Nocne szarże policji. Czy muszą budzić pół miasta?
4 września 2019
Przez ostatnie pięć dni, dwadzieścia cztery godziny na dobę, z powodu zabezpieczenia zagranicznych wizyt, kolumny radiowozów pędziły na sygnale ulicami Warszawy i okolic. Nocne szarże policji krytykuje wielu mieszkańców.
- Przez 5 dni non-stop na sygnałach jeżdżą kolumny radiowozów. Nawet w nocy wyją i budzą ludzi, wielokrotnie. To jest po prostu nie do zniesienia. Z jakiego powodu ludziom spać nie dają? - skarży się mieszkaniec Białołęki. Bardzo duża liczba radiowozów na sygnale była także widziana w Kątach Węgierskich, w Jabłonnie i w Legionowie. Jest to oczywiście związane z lokalizacją Centrum Szkolenia Policji w Legionowie, z którego radiowozy wyjeżdżały, a następnie wracały z zabezpieczania uroczystości państwowych. - Natknęłam się na 20 takich z rzędu - dodaje Karolina. Czytając wypowiedzi z różnych stron internetowych, mieszkańcy mają serdecznie dość ciągłego wycia policyjnych kogutów i wielu pyta wprost: "Żyjemy w policyjnym państwie, gdzie spokój mieszkańców w trakcie trwającej ciszy nocnej dla polskich władz kompletnie się nie liczy?".
Nawet w nocy na sygnale
Działania polskiej policji w ostatnich dniach na terenie Warszawy i okolic były związane z trwającymi obchodami 80. rocznicy wybuchu II wojny światowej. Główne uroczystości odbyły się na placu Piłsudskiego w Warszawie. Wzięli w nich udział prezydent Andrzej Duda wraz z małżonką oraz m.in. Frank-Walter Steinmeier - prezydent Republiki Federalnej Niemiec, Michael Pence - wiceprezydent Stanów Zjednoczonych oraz Angela Merkel - kanclerz Niemiec. Na uroczystościach zabrakło zapowiadanego wcześniej Donalda Trumpa.
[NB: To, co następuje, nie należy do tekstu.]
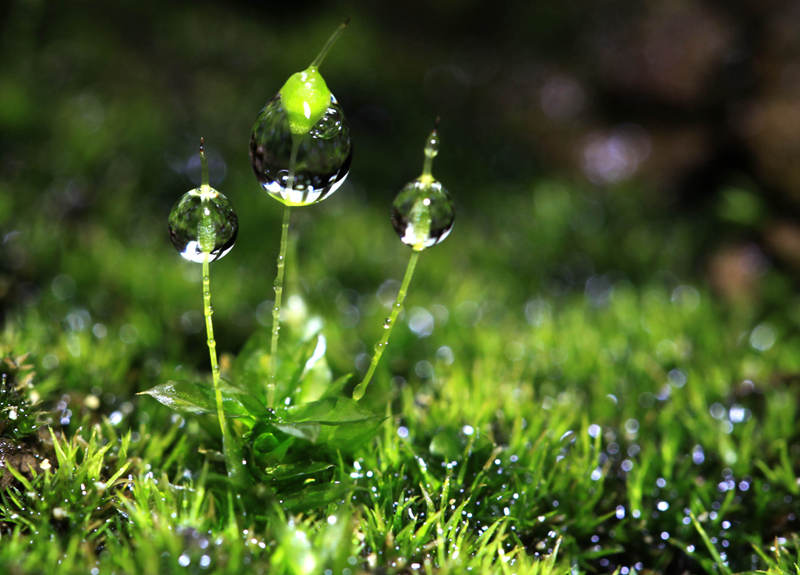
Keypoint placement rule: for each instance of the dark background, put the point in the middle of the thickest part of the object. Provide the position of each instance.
(674, 126)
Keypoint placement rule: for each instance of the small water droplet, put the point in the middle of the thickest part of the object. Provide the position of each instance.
(423, 214)
(203, 222)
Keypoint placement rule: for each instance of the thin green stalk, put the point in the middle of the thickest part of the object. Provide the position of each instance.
(231, 460)
(276, 309)
(329, 44)
(361, 388)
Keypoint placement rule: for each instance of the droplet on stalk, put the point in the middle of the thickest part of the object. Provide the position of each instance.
(300, 145)
(203, 221)
(423, 213)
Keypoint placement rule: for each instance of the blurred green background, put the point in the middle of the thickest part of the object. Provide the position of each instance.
(587, 145)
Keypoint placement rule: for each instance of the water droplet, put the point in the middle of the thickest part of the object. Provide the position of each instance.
(423, 214)
(203, 222)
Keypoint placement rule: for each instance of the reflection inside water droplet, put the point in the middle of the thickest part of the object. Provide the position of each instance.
(422, 213)
(203, 222)
(300, 169)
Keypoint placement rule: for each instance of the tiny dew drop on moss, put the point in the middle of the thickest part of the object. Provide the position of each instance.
(423, 213)
(300, 145)
(203, 222)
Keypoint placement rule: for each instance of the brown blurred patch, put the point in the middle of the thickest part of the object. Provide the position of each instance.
(783, 238)
(735, 272)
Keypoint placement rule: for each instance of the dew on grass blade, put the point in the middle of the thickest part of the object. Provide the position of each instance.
(300, 146)
(423, 213)
(203, 222)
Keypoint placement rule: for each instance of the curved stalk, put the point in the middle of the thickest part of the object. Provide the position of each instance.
(232, 463)
(276, 309)
(361, 388)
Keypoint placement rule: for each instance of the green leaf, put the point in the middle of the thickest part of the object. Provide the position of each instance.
(329, 411)
(291, 471)
(182, 396)
(303, 372)
(317, 496)
(198, 397)
(339, 422)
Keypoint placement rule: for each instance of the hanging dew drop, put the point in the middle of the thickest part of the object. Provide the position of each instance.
(300, 146)
(202, 223)
(423, 213)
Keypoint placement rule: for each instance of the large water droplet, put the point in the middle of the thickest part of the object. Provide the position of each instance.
(203, 222)
(422, 213)
(295, 168)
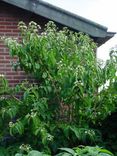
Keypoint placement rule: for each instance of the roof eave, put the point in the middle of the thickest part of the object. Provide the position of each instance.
(64, 17)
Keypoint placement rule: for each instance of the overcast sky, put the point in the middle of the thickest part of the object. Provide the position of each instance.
(103, 12)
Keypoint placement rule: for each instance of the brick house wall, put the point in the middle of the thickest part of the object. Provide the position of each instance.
(9, 18)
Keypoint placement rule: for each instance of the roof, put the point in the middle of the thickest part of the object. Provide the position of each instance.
(98, 32)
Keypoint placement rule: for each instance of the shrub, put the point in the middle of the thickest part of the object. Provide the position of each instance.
(67, 100)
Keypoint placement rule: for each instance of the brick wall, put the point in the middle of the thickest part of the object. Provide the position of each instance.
(9, 18)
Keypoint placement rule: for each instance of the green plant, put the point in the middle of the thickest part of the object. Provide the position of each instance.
(84, 151)
(67, 100)
(67, 70)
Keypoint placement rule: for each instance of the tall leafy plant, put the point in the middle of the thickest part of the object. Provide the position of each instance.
(67, 70)
(70, 94)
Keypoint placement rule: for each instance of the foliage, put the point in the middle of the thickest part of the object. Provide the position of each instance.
(69, 75)
(69, 97)
(84, 151)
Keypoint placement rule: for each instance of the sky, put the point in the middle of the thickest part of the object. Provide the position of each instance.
(103, 12)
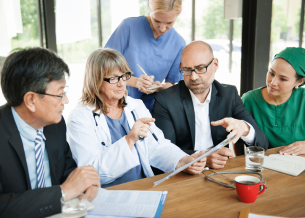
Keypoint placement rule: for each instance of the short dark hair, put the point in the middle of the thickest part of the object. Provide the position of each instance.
(30, 69)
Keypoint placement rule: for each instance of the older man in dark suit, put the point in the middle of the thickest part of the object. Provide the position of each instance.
(36, 165)
(198, 112)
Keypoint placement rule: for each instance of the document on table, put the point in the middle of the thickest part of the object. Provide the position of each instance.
(128, 203)
(291, 165)
(245, 213)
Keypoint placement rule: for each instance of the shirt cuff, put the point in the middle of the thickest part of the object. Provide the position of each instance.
(249, 139)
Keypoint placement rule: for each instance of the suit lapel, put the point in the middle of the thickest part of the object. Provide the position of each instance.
(52, 154)
(214, 110)
(187, 103)
(15, 139)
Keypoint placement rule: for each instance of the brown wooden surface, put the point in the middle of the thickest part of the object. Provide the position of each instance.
(194, 196)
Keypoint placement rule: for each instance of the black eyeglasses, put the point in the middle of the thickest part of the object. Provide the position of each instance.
(116, 79)
(198, 70)
(59, 96)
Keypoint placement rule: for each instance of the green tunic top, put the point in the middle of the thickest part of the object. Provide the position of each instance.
(282, 124)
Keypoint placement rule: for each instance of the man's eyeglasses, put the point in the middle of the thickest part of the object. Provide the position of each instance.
(116, 79)
(198, 70)
(59, 96)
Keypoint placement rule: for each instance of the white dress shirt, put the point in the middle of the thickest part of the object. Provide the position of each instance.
(203, 135)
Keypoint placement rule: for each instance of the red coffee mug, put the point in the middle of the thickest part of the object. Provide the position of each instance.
(247, 188)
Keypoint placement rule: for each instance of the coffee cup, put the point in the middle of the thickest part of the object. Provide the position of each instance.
(247, 188)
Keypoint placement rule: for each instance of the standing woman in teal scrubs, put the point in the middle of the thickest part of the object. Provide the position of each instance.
(153, 43)
(279, 108)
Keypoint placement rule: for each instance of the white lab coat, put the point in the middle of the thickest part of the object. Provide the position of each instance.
(91, 144)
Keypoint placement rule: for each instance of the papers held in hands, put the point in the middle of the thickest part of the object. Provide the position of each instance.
(291, 165)
(153, 86)
(217, 147)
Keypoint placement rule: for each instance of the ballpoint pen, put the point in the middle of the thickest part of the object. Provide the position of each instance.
(153, 134)
(154, 86)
Jednak wszystko wskazuje na to, iż to głównie z powodu zabezpieczenia delegacji z USA w stan gotowości postawiono wszystkie lub prawie wszystkie siły służb mundurowych z pobliskich komisariatów. Stąd właśnie przez ponad 5 dni można było zaobserwować i bez trudu usłyszeć wzmożony ruch pojazdów uprzywilejowanych, które gnały w kierunku centrum Warszawy, a następnie z powrotem do swoich baz. O ile do ciągłej jazdy na sygnałach za dnia niewielu ma pretensje, o tyle do nocnych policyjnych szarży zastrzeżeń jest mnóstwo. Wszak w nocy ruch na ulicach jest znikomy. Czy zdaniem funkcjonariuszy wiceprezydent USA byłby mniej bezpieczny, gdyby radiowozy w nocy jeździły bez używania sygnalizacji dźwiękowej?
KSP: Tak stanowi prawo
- U podstaw wszelkich działań policjantów podejmowanych w czasie trwających zabezpieczeń leży szeroko rozumiane bezpieczeństwo, natomiast kwestie użycia sygnałów świetlnych i dźwiękowych reguluje m.in. Prawo o Ruchu Drogowym - informuje lakonicznie nadkomisarz Sylwester Marczak, rzecznik prasowy Komendy Stołecznej Policji, odpowiedzialnej za zabezpieczenie obchodów. Odpowiedzi o zasadność używania sygnałów dźwiękowych w środku nocy przez powracające do swoich baz radiowozy nie uzyskaliśmy. W art. 53 ustawy Prawo o ruchu drogowym w pkt. 2 czytamy: "Kierujący pojazdem uprzywilejowanym może, pod warunkiem zachowania szczególnej ostrożności, nie stosować się do przepisów o ruchu pojazdów, zatrzymaniu i postoju oraz do znaków i sygnałów drogowych tylko w razie, gdy uczestniczy: w przejeździe kolumny pojazdów uprzywilejowanych oraz w wykonywaniu zadań związanych bezpośrednio z zapewnieniem bezpieczeństwa osób zajmujących kierownicze stanowiska państwowe, którym na mocy odrębnych przepisów przysługuje ochrona".